The next step will be to check the Heapster validate page. The Accessing Heapster Directly section fully describes how to connect to this page. This page will show you some information about the current Heapster setup as well as how many metrics it knows about and has written into Hawkular Metrics.

Please see the troubleshooting guide if you are running into any issues.

Configurations for the OpenShift Console

The OpenShift web console uses the data coming from the Hawkular Metrics service to display its graphs. The URL for accessing the Hawkular Metrics service must be configured via the metricsPublicURL option in the master-config.yaml file. This URL corresponds to the route created with the HAWKULAR_METRICS_HOSTNAME template parameter during the deployment of the metrics components.

Note

You must be able to resolve the HAWKULAR_METRICS_HOSTNAME from the browser accessing the console.

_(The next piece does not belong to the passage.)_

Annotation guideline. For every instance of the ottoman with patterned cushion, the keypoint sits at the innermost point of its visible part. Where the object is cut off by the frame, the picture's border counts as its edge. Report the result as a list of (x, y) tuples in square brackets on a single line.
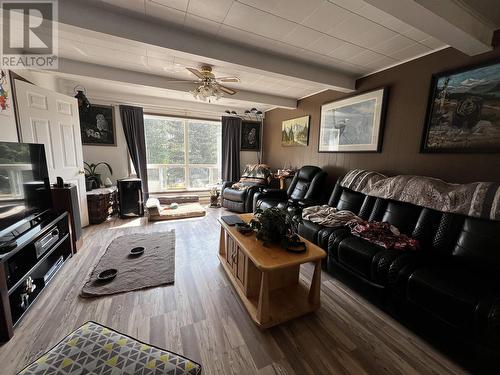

For example, if your HAWKULAR_METRICS_HOSTNAME corresponds to hawkular-metrics.example.com, then you must make the following change in the master-config.yaml file:

master-config.yaml
  assetConfig:
    ...
    metricsPublicURL: "https://hawkular-metrics.example.com/hawkular/metrics"

Once you have updated and saved the master-config.yaml file, you must restart your OpenShift instance.

When your OpenShift server is back up and running, metrics will be displayed on the pod overview pages.

OpenShift Console Charts

Accessing Metrics Directly

If you wish to access and manage metrics directly, you can do so via the Hawkular Metrics REST API. This will allow you to directly access the raw metrics data and export it for use in your own customized systems.

For more information please see the Hawkular Metrics page.

Accessing the Hawkular Metrics Python Client

The Hawkular Metrics pod has been configured so that the Hawkular Python client is installed and given admin priviledges by default. This will allow you to check and query metrics directly from within the Hawkular Metric pods.

The command to run the client is client and can be run from the terminal within the OpenShift console or via the oc exec command.

Please see the Hawkular Metrics python client project for more information.

Accessing Heapster Directly

The Heapster deployed as part of origin-metrics is configured to be only accessible via the API Proxy. Access will require either cluster-reader or cluster-admin privileges.

For example, to reach the Heapster metrics endpoint, you would need to access it by doing something like:

$ curl -H "Authorization: Bearer XXXXXXXXXXXXXXXXX" \
       -X GET https://${KUBERNETES_MASTER}/api/v1/proxy/namespaces/openshift-infra/services/https:heapster:/api/v1/model/metrics

For more information about Heapster and how to access its APIs, please refer the Heapster project.

Cleanup

If you wish to undeploy and remove everything deployed by the deployer, the follow commands can be used:

$ oc delete all,secrets,sa,templates --selector=metrics-infra -n openshift-infra
Note

The persistent volume claim will not be deleted by the above command. If you wish to permanently delete the data in persistent storage you can run oc delete pvc --selector=metrics-infra

If you wish to remove the deployer’s components themselves

$ oc delete sa,secret metrics-deployer -n openshift-infra

Known Issues

Please see the known issues page in the documentation.